For years, I’ve carried around with me many different high-level data flow diagrams of what and end-to-end BI solution using the Microsoft stack would look like. Come to think of it, I was able to use essentially the same diagram in SQL Server 2005 and SQL Server 2008. Some of the rendering tools changed like Proclarity, PerformancePoint and SharePoint added more BI features. But there was always SSRS, SSIS and SSAS, so I would use something like this below:
When SQL Server 2008 R2 came to market and introduced PowerPivot, I still stuck with this general architecture because PP was still on the uptake / heavy-lift portion of the curve and the majority of production-ready BI solutions were using SSAS for the semantic modeling and cube building.

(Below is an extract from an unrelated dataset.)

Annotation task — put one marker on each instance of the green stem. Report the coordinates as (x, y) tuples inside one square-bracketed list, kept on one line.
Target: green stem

SQL Server 2012 has changed the game enough such that I’ve started a new data flow diagram in Visio, albeit not as detailed or fancy as the one that I show above. A big reason for that is (1) I just created this new diagram this week! And (2) it has to evolve over time. As SQL Server 2012 BI solutions using Tabular Model databases and techniques becomes more mature and builds up a larger set of best practices and lessons-learned, then I will update these diagrams and share them here on my blog as well as over at SQL Server Pro Mag.

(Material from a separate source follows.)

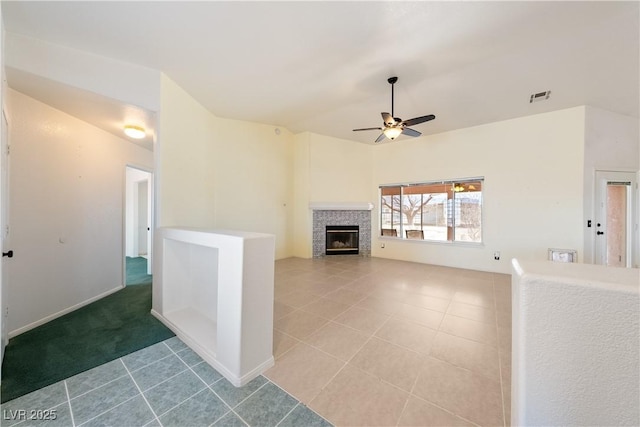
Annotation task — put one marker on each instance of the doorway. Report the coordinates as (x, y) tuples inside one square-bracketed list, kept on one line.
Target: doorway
[(614, 218), (138, 226)]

Now that SQL Server 2012 fully embeds and supports columnar compression through the Vertipaq engine in SSAS, you can build semantic models with Visual Studio or with PowerPivot. To use the Power View visualizations such as I am depicting in this diagram, you will need to have a BI Semantic Model, so I’m now shifting to this guidance in many cases. Using PowerPivot for data modeling, IMO, is very advantageous because it expands the data analyst community to Excel users and data experts and allows for easy trail-and-error style of data modeling whereby Excel becomes the design surface to test your models through Pivot reports.